Wednesday, June 8, 2011

Early summer update

Wow! Time flies when you're having fun, eh?

Before I went away for two weeks in May, I planted out the chile plants we ordered from Cross Country Nurseries, around May 10th or so. I thought it was a bit early, but C. remembered that last year we planted at about the same time and had great success. I think it was colder this year (we had nights in the low 40s where I was in Michigan!), but the plants are still alive and kicking. It's been quite hot the past few days, so I am hoping that they will really kick in the coming weeks. Here are the varieties we're growing this year:

Salmon, Szechwan, Jalapeno Early, Fire, Takatsume, Punjab Small Hot, Mirasol, Carmine, Lester Williams Red, Tasmanian, Chocolate Habanero, and Harold's St. Barts. I've also got seedlings that I grew myself, both on the windowsill and through winter sowing, using seeds that we saved from the previous year: White and Red Habanero, Island Hellfire, and a couple others whose names escape me at the moment. Those plants are going to have to go in pots as I've run out of room in the big garden plot I made last fall! (Laying down cardboard and shredded leaves in the fall to create a new a plot is a really easy, fool-proof approach!) I'm going out of town for the weekend, so I'll take care of those when I get back next week.

I had some success with my winter sowing, even though I had such a late start. I didn't get things planted until February and March! Here's what I ended up with this year, and what I planted in the ground yesterday, all tomatoes.

Black Cherry, Cherokee Purple, Accordion, Bonny Best, Fuzzy Peach, Coyote, Black Krim, Yellow Pear, Black Seaman, and... a mystery volunteer from last year.

In addition to all this, I planted in marigolds, and there are sunflowers, walking onions from my mom's place, strawberries (we just ate some this morning – YUM!), three varieties of garlic, two varieties of peas, Mexican cucumber. These were all winter sown. I also bought from a local nursery some Brussels sprouts plants and chives, as well as a couple hot cherry pepper plants (not that we needed them, really). I'll also be adding in some pansies to the main garden plot, and after doing some reading about companion planting would like to add some nasturtium and zinnia.

All in all, this has been a fun and successful planting. Now, the waiting – will things grow? Will they flourish?

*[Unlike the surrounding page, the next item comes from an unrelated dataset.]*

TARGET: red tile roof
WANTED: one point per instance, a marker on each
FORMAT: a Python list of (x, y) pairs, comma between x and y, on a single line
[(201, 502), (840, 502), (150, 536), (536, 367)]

One thing I am doing differently this year is using mulch – I know, duh. I've used grass clippings so far and they seem to be working well, but I also splurged and got some cedar mulch with a gift certificate I got on my last birthday. I have yet to put it down as I want to get everything in the garden first so I don't have to mess with it too much, but I am excited to see how it will look and whether it will make everything grow that much better. I'll definitely have to water less, and hopefully it will help with pests like slugs, too. Hey – I read today that kelp, seaweed, makes for great slug repellent mulch. Go figure! I wonder if the kind I can grab from Lake Ontario would fit the bill.

I will be getting some photos up next week. I'm pretty proud of my efforts this year!

Monday, March 28, 2011

More Winter Sowing

I finally got around to sowing the last batch of seeds I ordered, as well as some of those from last year's Seed Savers order that we never did anything with. Those plastic salad and strawberry containers sure come in handy!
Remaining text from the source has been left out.